In a multivariate logistic regression model of the factors that predicted BRCA testing (Table 3), only attitudes about BRCA testing, income, and BRCA mutation risk predicted BRCA testing. Women with more positive attitudes about BRCA testing had a significantly higher odds of testing ([OR], 1.16; 95% CI: 1.11–1.21; P < 0.001). In addition, women with an income of $70,000 and higher were twice as likely to have testing compared to women with a lower income ([OR], 2.10; 95% CI: 1.16–3.80; P = 0.014). BRCA mutation risk category was associated with testing and women with a high mutation risk were nearly four times likely to have testing compared to low‐risk women ([OR], 3.78; 95% CI: 2.31–6.19; P < 0.001). Education level, comorbidities, insurance type, and trust in provider were not significantly associated with BRCA testing after multivariate adjustment. Healthcare system distrust was not significantly associated with BRCA testing in the univariate or multivariate analyses. The Hosmer–Lemeshow goodness‐of‐fit test indicated that our model fit the data well (P = 0.487). We performed sensitivity analysis excluding the low mutation risk group, and the associations of predictors with BRCA testing were similar (data not shown). Additionally, we performed sensitivity analysis using the BRCA attitudes subscales of benefits, costs, and concerns (Table 3). We found that greater agreement with the benefits of BRCA testing was strongly associated with testing (OR = 2.28; 95% CI: 1.78–2.93; P < 0.001). Greater agreement that BRCA testing was too expensive was associated with significantly lower odds of testing (OR = 0.73; 95% CI: 0.62–0.86; P < 0.001). Cost of BRCA testing was a significant predictor of testing when entered as a continuous variable in the multivariate adjusted model, despite the fact that it did not reach statistical significance in the unadjusted analysis in Table 2, where agreement was dichotomized into only two categories. Concerns that BRCA testing would lead to problems with family, job, or insurance were not significantly associated with testing use. Including the BRCA attitudes subscales rather than the full scale did not meaningfully change the associations of other variables with BRCA testing (data not shown).

Table 3.

Logistic regression model predicting BRCA 1/2 testing adjusted for risk group, insurance type, income, education, comorbidities, BRCA attitude, and physician trust

Variables OR 95% CI P‐value
Predisposing factors
Education
≤High School Ref
College 1.10 0.70–1.73 0.673
Graduate School 1.44 0.77–2.67 0.252
Missing 2.31 0.30–18.03 0.425
Comorbidities
0 Ref
1 0.80 0.52–1.23 0.313
2+ 1.06 0.62–1.81 0.843
BRCA attitudes scale 1.16 1.11–1.21 <0.001
BRCA attitudes scale componentsa
Benefits 2.28 1.78–2.93 <0.001
Costs 0.73 0.62–0.86 <0.001
Concerns 0.85 0.68–1.07 0.166
Trust in provider scale 0.99 0.95–1.03 0.684
Enabling factors
Insurance type
Employer based Ref
Medicaid 0.50 0.23–1.09 0.081
Medicare 0.66 0.35–1.24 0.195
Self‐pay 1.36 0.84–2.19 0.210
Other/Missing 0.66 0.35–1.25 0.202
Income
<30K Ref
30–70K 1.54 0.93–2.53 0.092
>70K 2.10 1.16–3.80 0.014
Missing 0.88 0.37–2.10 0.767
Need factors
BRCA mutation risk categories
Low risk Ref
Moderate risk 1.53 0.93–2.51 0.094
High risk 3.78 2.31–6.19 <0.001
a

Logistic regression model was rerun with BRCA attitude scale components entered into the model, rather than the full scale. Odds ratios for other variables were not meaningfully changed in this model.

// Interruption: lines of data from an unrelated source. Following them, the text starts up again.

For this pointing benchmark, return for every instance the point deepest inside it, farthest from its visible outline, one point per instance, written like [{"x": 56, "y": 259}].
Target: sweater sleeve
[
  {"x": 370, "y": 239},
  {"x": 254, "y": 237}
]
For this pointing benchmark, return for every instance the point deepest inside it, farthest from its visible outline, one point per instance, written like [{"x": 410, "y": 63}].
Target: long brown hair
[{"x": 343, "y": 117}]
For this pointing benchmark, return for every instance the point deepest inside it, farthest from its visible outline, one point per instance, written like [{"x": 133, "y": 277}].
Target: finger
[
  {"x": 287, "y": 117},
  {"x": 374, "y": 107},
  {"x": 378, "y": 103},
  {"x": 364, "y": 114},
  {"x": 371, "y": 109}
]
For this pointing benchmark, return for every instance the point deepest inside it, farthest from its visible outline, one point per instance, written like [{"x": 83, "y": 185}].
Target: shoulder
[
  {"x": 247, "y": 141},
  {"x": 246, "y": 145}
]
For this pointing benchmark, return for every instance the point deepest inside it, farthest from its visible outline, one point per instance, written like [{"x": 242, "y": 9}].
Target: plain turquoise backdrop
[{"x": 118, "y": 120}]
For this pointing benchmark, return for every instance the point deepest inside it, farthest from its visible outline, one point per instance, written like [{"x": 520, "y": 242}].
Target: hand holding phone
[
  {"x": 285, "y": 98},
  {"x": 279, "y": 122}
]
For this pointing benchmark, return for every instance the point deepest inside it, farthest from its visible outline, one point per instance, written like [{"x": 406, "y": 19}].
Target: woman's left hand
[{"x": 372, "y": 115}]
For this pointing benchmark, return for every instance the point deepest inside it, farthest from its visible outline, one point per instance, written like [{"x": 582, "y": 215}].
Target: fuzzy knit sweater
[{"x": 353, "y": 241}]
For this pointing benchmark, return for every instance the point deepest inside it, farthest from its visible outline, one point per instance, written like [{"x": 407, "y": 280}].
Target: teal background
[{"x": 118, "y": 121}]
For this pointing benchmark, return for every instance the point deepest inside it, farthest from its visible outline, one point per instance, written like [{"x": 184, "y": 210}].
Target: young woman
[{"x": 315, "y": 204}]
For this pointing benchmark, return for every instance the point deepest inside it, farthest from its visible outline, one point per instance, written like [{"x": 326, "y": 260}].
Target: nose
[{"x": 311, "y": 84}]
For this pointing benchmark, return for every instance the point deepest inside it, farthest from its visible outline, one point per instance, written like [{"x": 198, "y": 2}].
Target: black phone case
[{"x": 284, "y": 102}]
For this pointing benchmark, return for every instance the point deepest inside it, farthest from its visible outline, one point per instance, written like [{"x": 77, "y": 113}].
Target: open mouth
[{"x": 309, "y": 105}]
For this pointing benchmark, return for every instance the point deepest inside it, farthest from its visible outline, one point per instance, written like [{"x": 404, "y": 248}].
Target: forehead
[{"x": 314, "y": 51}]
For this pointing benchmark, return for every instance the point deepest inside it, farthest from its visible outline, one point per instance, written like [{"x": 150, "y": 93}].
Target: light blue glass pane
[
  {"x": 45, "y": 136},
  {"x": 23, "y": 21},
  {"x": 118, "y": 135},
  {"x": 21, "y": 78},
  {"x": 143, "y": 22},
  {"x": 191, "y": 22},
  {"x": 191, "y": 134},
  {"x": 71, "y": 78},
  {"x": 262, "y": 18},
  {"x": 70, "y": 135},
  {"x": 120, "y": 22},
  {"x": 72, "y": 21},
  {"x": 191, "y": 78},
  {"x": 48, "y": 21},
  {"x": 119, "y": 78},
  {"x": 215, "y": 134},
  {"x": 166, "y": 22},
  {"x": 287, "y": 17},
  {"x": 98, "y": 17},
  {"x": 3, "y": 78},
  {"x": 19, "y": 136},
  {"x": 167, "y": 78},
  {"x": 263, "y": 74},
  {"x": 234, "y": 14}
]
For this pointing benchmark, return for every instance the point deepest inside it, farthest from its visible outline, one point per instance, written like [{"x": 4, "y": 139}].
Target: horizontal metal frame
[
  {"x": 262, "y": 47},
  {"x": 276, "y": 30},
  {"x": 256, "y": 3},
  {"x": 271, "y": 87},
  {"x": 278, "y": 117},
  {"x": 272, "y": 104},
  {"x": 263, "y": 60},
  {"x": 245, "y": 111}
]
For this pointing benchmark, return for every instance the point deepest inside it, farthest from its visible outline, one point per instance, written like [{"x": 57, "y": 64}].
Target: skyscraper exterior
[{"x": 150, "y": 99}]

Boldface indicates statistical significance (p<.05 and p<0.01).

Discussion

This study is, to the best of our knowledge, the largest population‐based study that comprehensively examined predictors of BRCA1/2 genetic testing among Black women with breast cancer. Our study found that few (27%) Black women with breast cancer reported having BRCA testing. For participants who reported not having BRCA testing, 22% had a high mutation risk but did not receive genetic testing suggesting an unmet need. These findings indicate a critical need for healthcare providers to assess mutation probability of women with breast cancer and order genetic counseling and testing when appropriate. There is an urgent need for a greater number of Black women to receive genetic testing as they suffer disproportionately from breast cancer and experience higher rates of variants of unknown significance (VUS) compared to Caucasian populations 38.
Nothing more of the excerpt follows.